The foundation for the Internet was created, designed, and eventually developed by the scientist from DARPA – Defence Advanced Research Projects Agency in 1962, and 1963. In 1969 the first signal came, via ARPANET, from UCLA to Stanford. So what you are talking about today, www, the world-wide-web, is commercial application of technology that has been developed 20 years before. [Today] America had no more rockets, no means to send it's astronauts into space. They have to use Russian ones, which were also built in the 60s and 70s. So I think it constitutes a disaster, a scientific disaster, because space projects are important, not just for the sake of landing on the Moon or on Mars, but because of the side effects. We have GPS, we have the Internet, and many other things that have been developed alongside the space project.

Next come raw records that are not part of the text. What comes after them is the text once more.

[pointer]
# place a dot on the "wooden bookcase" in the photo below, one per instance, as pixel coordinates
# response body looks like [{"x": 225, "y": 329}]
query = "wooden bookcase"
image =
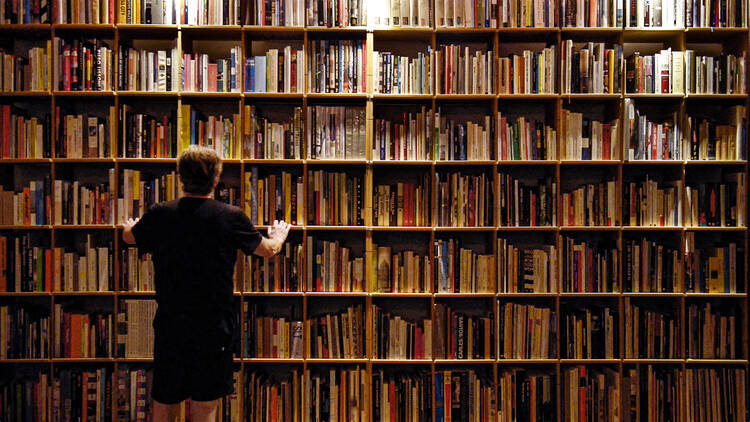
[{"x": 243, "y": 35}]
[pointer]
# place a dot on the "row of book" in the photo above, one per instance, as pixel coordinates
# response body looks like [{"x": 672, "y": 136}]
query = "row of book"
[
  {"x": 463, "y": 71},
  {"x": 23, "y": 135},
  {"x": 465, "y": 200},
  {"x": 337, "y": 66},
  {"x": 29, "y": 72},
  {"x": 459, "y": 335},
  {"x": 590, "y": 68},
  {"x": 394, "y": 74},
  {"x": 220, "y": 133},
  {"x": 332, "y": 267},
  {"x": 84, "y": 135},
  {"x": 143, "y": 70},
  {"x": 395, "y": 337},
  {"x": 82, "y": 65},
  {"x": 276, "y": 71},
  {"x": 200, "y": 74},
  {"x": 531, "y": 72},
  {"x": 526, "y": 332},
  {"x": 28, "y": 207},
  {"x": 135, "y": 331},
  {"x": 266, "y": 139},
  {"x": 402, "y": 204},
  {"x": 276, "y": 337},
  {"x": 334, "y": 132},
  {"x": 587, "y": 139},
  {"x": 462, "y": 270},
  {"x": 338, "y": 335},
  {"x": 588, "y": 333}
]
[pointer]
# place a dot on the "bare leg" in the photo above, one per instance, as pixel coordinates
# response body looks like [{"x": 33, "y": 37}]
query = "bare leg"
[
  {"x": 166, "y": 412},
  {"x": 204, "y": 411}
]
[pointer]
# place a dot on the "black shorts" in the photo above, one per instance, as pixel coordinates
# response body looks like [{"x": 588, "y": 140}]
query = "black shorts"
[{"x": 194, "y": 370}]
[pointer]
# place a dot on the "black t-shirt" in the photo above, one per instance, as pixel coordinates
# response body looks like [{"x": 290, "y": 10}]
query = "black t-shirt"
[{"x": 194, "y": 242}]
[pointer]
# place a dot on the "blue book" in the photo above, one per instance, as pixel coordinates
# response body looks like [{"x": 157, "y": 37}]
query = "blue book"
[{"x": 260, "y": 74}]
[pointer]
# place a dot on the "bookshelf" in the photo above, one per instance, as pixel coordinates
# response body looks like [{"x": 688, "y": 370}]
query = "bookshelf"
[{"x": 548, "y": 109}]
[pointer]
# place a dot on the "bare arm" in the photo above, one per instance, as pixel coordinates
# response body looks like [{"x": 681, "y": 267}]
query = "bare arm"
[
  {"x": 271, "y": 245},
  {"x": 127, "y": 232}
]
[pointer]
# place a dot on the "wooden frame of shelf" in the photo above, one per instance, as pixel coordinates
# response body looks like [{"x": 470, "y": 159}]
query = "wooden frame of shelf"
[{"x": 241, "y": 33}]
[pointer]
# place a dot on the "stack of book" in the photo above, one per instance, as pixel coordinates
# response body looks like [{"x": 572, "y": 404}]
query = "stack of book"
[
  {"x": 464, "y": 200},
  {"x": 264, "y": 139},
  {"x": 334, "y": 132},
  {"x": 199, "y": 74},
  {"x": 338, "y": 335},
  {"x": 136, "y": 271},
  {"x": 272, "y": 337},
  {"x": 591, "y": 394},
  {"x": 140, "y": 190},
  {"x": 84, "y": 135},
  {"x": 527, "y": 331},
  {"x": 464, "y": 395},
  {"x": 410, "y": 138},
  {"x": 589, "y": 267},
  {"x": 712, "y": 331},
  {"x": 525, "y": 269},
  {"x": 275, "y": 13},
  {"x": 463, "y": 140},
  {"x": 333, "y": 268},
  {"x": 334, "y": 199},
  {"x": 649, "y": 333},
  {"x": 395, "y": 74},
  {"x": 651, "y": 267},
  {"x": 712, "y": 269},
  {"x": 588, "y": 333},
  {"x": 395, "y": 337},
  {"x": 591, "y": 68},
  {"x": 82, "y": 65},
  {"x": 220, "y": 133},
  {"x": 389, "y": 391},
  {"x": 525, "y": 139},
  {"x": 281, "y": 273},
  {"x": 660, "y": 73},
  {"x": 715, "y": 204},
  {"x": 24, "y": 333},
  {"x": 274, "y": 197},
  {"x": 29, "y": 207},
  {"x": 590, "y": 205},
  {"x": 462, "y": 71},
  {"x": 135, "y": 331},
  {"x": 591, "y": 13},
  {"x": 714, "y": 75},
  {"x": 462, "y": 270},
  {"x": 652, "y": 203},
  {"x": 527, "y": 14},
  {"x": 525, "y": 395},
  {"x": 337, "y": 66},
  {"x": 83, "y": 335},
  {"x": 647, "y": 140},
  {"x": 711, "y": 140},
  {"x": 531, "y": 72},
  {"x": 143, "y": 70},
  {"x": 30, "y": 72},
  {"x": 586, "y": 139},
  {"x": 400, "y": 272},
  {"x": 22, "y": 136},
  {"x": 402, "y": 204},
  {"x": 277, "y": 71},
  {"x": 146, "y": 136},
  {"x": 462, "y": 336},
  {"x": 526, "y": 203}
]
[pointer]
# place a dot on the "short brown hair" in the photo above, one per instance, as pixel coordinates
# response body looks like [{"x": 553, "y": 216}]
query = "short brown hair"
[{"x": 199, "y": 169}]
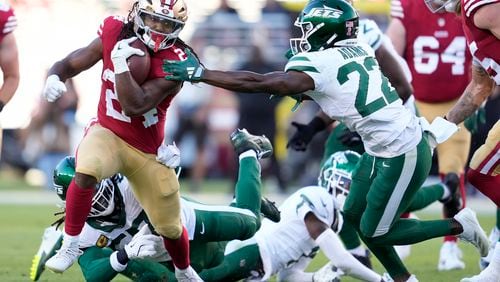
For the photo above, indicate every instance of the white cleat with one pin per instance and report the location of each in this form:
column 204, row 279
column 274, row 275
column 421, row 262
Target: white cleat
column 51, row 241
column 187, row 275
column 66, row 256
column 473, row 232
column 450, row 257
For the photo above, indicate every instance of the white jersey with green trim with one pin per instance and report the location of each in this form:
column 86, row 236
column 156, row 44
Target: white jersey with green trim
column 283, row 244
column 118, row 229
column 349, row 87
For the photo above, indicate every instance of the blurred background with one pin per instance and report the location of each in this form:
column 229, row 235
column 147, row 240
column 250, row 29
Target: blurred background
column 227, row 34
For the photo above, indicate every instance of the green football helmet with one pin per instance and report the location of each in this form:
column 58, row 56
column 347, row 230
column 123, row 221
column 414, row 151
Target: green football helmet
column 324, row 23
column 336, row 174
column 103, row 200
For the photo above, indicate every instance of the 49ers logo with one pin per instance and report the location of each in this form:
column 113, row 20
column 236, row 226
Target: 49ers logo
column 325, row 12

For instance, the expedition to Mars, which has probably a 50-50 chance of safely returning the crew, will force us to do more work on diet, and on medicine. It is very important that we have these projects to energise society, and also not to eliminate risk. We teach kids from school that if you fail, you are a failure. No no, I believe that failure is a logical move on the way to success.

The Free World needs challenges. We have to recognize that the real innovation is not the IPhone 6, it's Apollo 6. There is a fundamental difference. And it seems to me that we have multinational corporations that are now sitting on hundreds of billions of dollars of cash, without investing them in new ideas. I understand that paying shareholders in important, but creating new value is probably more important.